Ecker won't qualify for public financing He says campaign falls short in matching funds


July 17, 1998|By Michael Dresser | Michael Dresser,SUN STAFF

Howard County Executive Charles I. Ecker's underdog candidacy for governor ran into a new obstacle yesterday as he conceded that his campaign would not raise enough money to qualify for public financing.

Ecker vowed to continue his struggle to wrest the Republican nomination over the heavily favored Ellen R. Sauerbrey.

"Sure, I've got a serious chance -- with or without the financing," Ecker said.

Neither Ecker nor campaign officials would say precisely how much his campaign had raised or how far short of their goals it had fallen.

Gubernatorial candidates in Maryland can qualify for public financing of as much as $750,000 if they agree to limit their spending in the primary to about $1.5 million.

But to qualify, said Ecker campaign Chairman Michael W. Davis, candidates must raise about $160,000 in campaign contributions less than $250 from individuals.

Davis said the campaign has raised more than the $160,000 minimum, but not in the form the law requires. He noted that corporate contributions, gifts from political action committees and the amounts individuals donate in excess of $250 cannot be counted.

It appears that the all of the gubernatorial candidates who wanted public financing are unlikely to qualify and that those who would qualify don't want it.

Gov.

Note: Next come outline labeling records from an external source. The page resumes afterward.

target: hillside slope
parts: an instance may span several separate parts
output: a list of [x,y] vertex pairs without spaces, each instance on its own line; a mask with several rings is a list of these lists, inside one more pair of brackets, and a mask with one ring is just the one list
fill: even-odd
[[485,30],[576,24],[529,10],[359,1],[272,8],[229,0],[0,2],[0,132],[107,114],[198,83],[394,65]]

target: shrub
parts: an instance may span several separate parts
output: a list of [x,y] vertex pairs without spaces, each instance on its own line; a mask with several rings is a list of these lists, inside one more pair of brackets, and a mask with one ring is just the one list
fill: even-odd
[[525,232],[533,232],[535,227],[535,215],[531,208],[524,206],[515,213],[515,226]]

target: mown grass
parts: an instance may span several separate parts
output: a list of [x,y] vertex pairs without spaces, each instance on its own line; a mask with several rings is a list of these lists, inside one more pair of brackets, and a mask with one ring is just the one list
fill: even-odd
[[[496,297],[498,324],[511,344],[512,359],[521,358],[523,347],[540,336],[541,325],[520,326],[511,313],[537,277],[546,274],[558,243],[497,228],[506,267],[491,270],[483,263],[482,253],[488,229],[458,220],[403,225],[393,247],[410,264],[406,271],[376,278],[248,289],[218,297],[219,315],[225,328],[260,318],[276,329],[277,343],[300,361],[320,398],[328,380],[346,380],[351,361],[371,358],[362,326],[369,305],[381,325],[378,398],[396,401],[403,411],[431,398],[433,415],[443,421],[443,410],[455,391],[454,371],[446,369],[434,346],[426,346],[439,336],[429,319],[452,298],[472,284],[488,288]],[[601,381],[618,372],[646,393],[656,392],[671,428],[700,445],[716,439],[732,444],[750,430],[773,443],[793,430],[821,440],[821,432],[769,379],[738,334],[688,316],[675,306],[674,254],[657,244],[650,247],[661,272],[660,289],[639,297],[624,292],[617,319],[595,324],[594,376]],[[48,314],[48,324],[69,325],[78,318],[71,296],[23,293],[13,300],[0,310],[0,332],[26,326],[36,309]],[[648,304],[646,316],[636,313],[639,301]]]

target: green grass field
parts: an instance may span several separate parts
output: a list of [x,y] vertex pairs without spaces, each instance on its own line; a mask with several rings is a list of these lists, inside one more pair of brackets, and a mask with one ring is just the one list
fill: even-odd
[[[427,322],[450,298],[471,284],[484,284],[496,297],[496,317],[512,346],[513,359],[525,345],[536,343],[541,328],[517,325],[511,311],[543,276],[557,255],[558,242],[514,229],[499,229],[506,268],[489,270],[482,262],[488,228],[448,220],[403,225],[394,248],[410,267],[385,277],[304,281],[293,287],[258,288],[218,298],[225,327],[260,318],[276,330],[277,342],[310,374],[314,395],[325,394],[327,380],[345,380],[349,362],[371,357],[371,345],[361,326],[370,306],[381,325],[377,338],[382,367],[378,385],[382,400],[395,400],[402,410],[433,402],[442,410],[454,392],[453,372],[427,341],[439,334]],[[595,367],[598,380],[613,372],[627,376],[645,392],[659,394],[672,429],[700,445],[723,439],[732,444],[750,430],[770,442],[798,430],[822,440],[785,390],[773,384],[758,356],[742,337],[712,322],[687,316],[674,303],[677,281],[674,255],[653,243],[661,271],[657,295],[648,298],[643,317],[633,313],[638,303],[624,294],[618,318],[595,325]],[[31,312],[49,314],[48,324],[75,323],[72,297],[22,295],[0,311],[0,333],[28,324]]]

Parris N. Glendening, Democratic challenger Eileen M. Rehrmann and GOP front-runner Ellen R. Sauerbrey have declined public money. Dr. Terry McGuire, a long-shot Democratic candidate who had expressed interest in public financing, said yesterday that he too would fall short of the minimum to qualify but would stay in the race. Lawrence Freeman is also a Democratic candidate for governor.

Candidates who qualify for the program theoretically can get as much as a dollar in matching funds for each eligible dollar raised privately. But in practice the public money is limited by the amount available in the fund set up for that purpose.

In 1994, candidates had to raise about $2 for each $1 in public funds.